“Глеб сел с краю, далеко от меня. Такой свободный. Ему не писаны правила, которые были вбиты в мою голову с раннего детства: как сидеть, что говорить, как смотреть, что и как есть. Их много, этих правил. По ним оценивают человека в высшем обществе. Рамки, за которые я, наверное, никогда не решусь выйти. А он мог. Что я чувствую? Чуть-чуть завидую его свободе.”
Интересно… Мила Апраксина мне завидовала? Располагаюсь поудобнее. Чтение предстоит захватывающее. Не отказался бы от поп-корна. И именно сейчас хочу карамельный.
“Он сидит вальяжно, закинув ногу на ногу, его комментарии заставляют меня смеяться, но я не позволяю себе этого, так как это будет неправильно. Еще он смешно закатывает глаза, когда его критикуют”.
Ты еще тогда на меня запала, Апраксина!
“Подхожу к прикроватной тумбе, на ней книга с потрепанными углами и загнутыми листами – еще одна вещь, за которую бы получила выговор. Книги должны быть в порядке. Книги – мое лицо, к ним нужно относиться бережно, аккуратно. Они – ценность. Спорить никогда не решусь. За всеми этими воспоминаниями и разглядыванием не моей ценности не услышала, как открылась дверь”.
Помню тот день, тот вечер. Незнакомая девчонка на моей территории. Хотелось выгнать ее, оттаскать за волосы. Только у нее тогда был пучок, не за что ухватиться. Но внутри меня разбирало любопытство: кто же она.
“Было много камер. Эти вспышки перед глазами, от них становилось плохо. Мелькают, как надоедливые мушки, искажая картинку, что и так не доставляла удовольствие. Мне не нравится моя свадьба. Я пишу это, и мне грустно. Хотелось все по-другому. Очень хотелось. Но не получилось”.
Свадьба. Самый нелепый день в моей жизни. Бесцельно потерянный. Глупое решение наших родителей. До сих пор не понимаю, зачем они это все устроили. Но царапает и то, что самый важный день в жизни девушки для нее был ужасен.
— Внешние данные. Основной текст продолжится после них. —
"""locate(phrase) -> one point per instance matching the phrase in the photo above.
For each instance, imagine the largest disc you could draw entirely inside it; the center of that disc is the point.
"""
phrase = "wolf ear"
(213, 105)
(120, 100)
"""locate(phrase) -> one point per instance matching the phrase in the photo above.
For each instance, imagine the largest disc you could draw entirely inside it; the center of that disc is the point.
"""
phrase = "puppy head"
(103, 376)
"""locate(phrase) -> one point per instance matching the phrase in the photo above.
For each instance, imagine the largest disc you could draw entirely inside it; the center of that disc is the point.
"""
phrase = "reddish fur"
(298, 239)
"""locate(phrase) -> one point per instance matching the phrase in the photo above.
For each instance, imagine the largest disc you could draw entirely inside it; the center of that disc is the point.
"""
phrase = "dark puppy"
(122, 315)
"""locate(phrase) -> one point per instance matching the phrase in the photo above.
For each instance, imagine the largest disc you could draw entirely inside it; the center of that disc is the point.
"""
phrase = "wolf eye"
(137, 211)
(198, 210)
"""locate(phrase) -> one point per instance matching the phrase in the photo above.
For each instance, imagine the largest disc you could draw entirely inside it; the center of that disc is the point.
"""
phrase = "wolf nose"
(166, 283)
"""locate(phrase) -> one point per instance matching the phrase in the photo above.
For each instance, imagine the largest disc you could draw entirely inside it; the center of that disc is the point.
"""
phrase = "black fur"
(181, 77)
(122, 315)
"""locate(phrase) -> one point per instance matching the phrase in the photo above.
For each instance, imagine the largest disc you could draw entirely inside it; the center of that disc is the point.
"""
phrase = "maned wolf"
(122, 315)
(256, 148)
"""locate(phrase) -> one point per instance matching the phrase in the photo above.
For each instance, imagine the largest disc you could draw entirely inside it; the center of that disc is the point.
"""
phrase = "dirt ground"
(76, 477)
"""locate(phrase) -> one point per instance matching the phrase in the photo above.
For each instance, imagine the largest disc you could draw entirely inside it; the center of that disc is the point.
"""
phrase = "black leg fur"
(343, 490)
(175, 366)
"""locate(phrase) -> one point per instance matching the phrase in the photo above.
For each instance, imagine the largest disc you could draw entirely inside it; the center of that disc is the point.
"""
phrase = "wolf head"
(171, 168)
Так не должно было быть.
“Рукой провожу вдоль шеи, там, где вчера касался он. Обжигает. Мне кажется, я вижу эти следы. Только я и вижу. Опускаю руку ниже, пальцами прохожу по ключице, спускаюсь к груди, слегка сжимаю. Представляю, что это его руки”.
Темная Мила представляла меня. Влюбленная маленькая дурочка. А ведь я тоже представлял ее часто. В душе, в кровати, во сне ко мне приходила. Такая соблазнительная, очаровательная. Ее волосы всегда были немного растрепаны, а бретельки ночной сорочки сползали вниз, оголяя грудь.
“Ненавижу тебя, Глеб Навицкий! Сколько мне еще записей в дневнике надо сделать, чтобы эта мысль укрепилась? Чтобы она мигала красным, как только увижу тебя. Будь ты проклят!”
Проклят… Может твои желания сбылись, Мила Апраксина. Я и правда проклят.
“ – Глеб, мне надо… сейчас выхожу на сцену… – бесконтрольные слезы, я не хотела их. Но пара капель уже упала вниз. А дыхание участилось. Чаша весов перевесила, и сейчас все эмоции под ногами, рассыпались, разлились, вырвались. Страх, отчаяние, злость, боль, разочарование. Как понять, что в этом безумии настоящее, что первостепенное? Чему можно верить, а чему нет”.
Я был ей тогда и правда нужен. Не понял, не почувствовал. Я виноват.